Waterloo, koniec marzeń
Po powrocie z Elby Napoleon łatwo zyskał poparcie francuskiego społeczeństwa, jednak nie mógł powrócić do władzy bez zgody uczestników konferencji wiedeńskiej, a dla nich niezmiennie pozostawał wrogiem dr hab. Jarosław Czubaty
18 czerwca 1815 roku doszło do bitwy pod Waterloo z udziałem 300 tys. żołnierzy, w której Napoleon poniósł ostateczną klęskę polityczną i militarną. Cesarz Francuzów pokonany został przez sprzymierzone armie: angielską, pod dowództwem księcia Arthura Wellingtona i pruską, dowodzoną przez feldmarszałka Gebharda Leberechta von Bluechera.
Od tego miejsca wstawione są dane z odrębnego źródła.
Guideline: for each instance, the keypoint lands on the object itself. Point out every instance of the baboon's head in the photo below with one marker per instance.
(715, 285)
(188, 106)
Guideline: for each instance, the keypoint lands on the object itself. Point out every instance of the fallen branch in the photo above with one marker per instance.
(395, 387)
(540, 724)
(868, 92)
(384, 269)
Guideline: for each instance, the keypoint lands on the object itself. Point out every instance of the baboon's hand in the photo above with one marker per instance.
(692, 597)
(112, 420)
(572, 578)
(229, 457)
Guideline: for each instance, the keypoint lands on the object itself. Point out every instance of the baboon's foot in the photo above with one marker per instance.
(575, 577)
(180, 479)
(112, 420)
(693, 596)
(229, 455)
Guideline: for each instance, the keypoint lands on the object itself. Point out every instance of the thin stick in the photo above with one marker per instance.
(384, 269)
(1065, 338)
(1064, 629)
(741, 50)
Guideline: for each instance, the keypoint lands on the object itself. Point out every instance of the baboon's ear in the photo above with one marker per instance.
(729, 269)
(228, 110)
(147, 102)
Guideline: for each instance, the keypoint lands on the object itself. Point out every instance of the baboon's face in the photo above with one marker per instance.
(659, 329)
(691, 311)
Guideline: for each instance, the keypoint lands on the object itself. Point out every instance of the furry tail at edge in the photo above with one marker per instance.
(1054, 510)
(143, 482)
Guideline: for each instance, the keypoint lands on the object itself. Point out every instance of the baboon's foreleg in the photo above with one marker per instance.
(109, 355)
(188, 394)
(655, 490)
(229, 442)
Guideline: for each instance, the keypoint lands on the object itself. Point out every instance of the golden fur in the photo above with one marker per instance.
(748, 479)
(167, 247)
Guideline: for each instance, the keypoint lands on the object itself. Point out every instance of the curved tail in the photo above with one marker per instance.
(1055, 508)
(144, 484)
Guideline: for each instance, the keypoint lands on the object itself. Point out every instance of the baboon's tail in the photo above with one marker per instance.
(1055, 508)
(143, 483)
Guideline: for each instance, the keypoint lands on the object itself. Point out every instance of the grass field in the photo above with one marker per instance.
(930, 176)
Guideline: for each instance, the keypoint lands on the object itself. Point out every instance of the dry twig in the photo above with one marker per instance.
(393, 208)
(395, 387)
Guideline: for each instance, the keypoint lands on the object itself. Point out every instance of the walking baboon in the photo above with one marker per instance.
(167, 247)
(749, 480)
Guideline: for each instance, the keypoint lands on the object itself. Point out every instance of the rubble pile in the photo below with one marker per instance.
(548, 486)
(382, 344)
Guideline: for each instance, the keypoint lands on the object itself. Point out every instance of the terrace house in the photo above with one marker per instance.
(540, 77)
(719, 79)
Cztery dni po Waterloo Napoleon abdykował. Bitwa uważana jest za początek nowego porządku w Europie, ustalonego na Kongresie Wiedeńskim. Pokonany Bonaparte osadzony został na Wyspie Św. Heleny na Oceanie Atlantyckim. Tam też dożył swych ostatnich dni. Zmarł 5 maja 1821 r. w Longwood. - Na Elbie Napoleon czuł się zagrożony. Wśród polityków Koalicji pojawiały się głosy, że miejsce wygania jest zbyt blisko Europy. Mogło to oznaczać, że np. po roku lub dwóch latach brytyjska fregata wywiezie go w inne, znacznie bardziej oddalone od Europy miejsce odosobnienia. Dlaczego podjął decyzję o opuszczeniu Elby? Jako doświadczony polityk Napoleon często podejmował ryzyko i zwykle na tym wygrywał i na to liczył powracając do Francji. Mógł liczyć na rozłam wewnątrz Koalicji lub przynajmniej konflikt interesów między Anglią i Austrią a Prusami i Rosją. "Kością niezgody" były m.in. ziemie Księstwa Warszawskiego oraz Saksonia, do której Prusy rościły sobie prawa. Po powrocie z Elby Napoleon łatwo zyskał poparcie francuskiego społeczeństwa, jednak nie mógł powrócić do władzy bez zgody uczestników konferencji wiedeńskiej, a dla nich niezmiennie pozostawał wrogiem - powiedział historyk UW i znawca epoki napoleońskiej, dr hab. Jarosław Czubaty.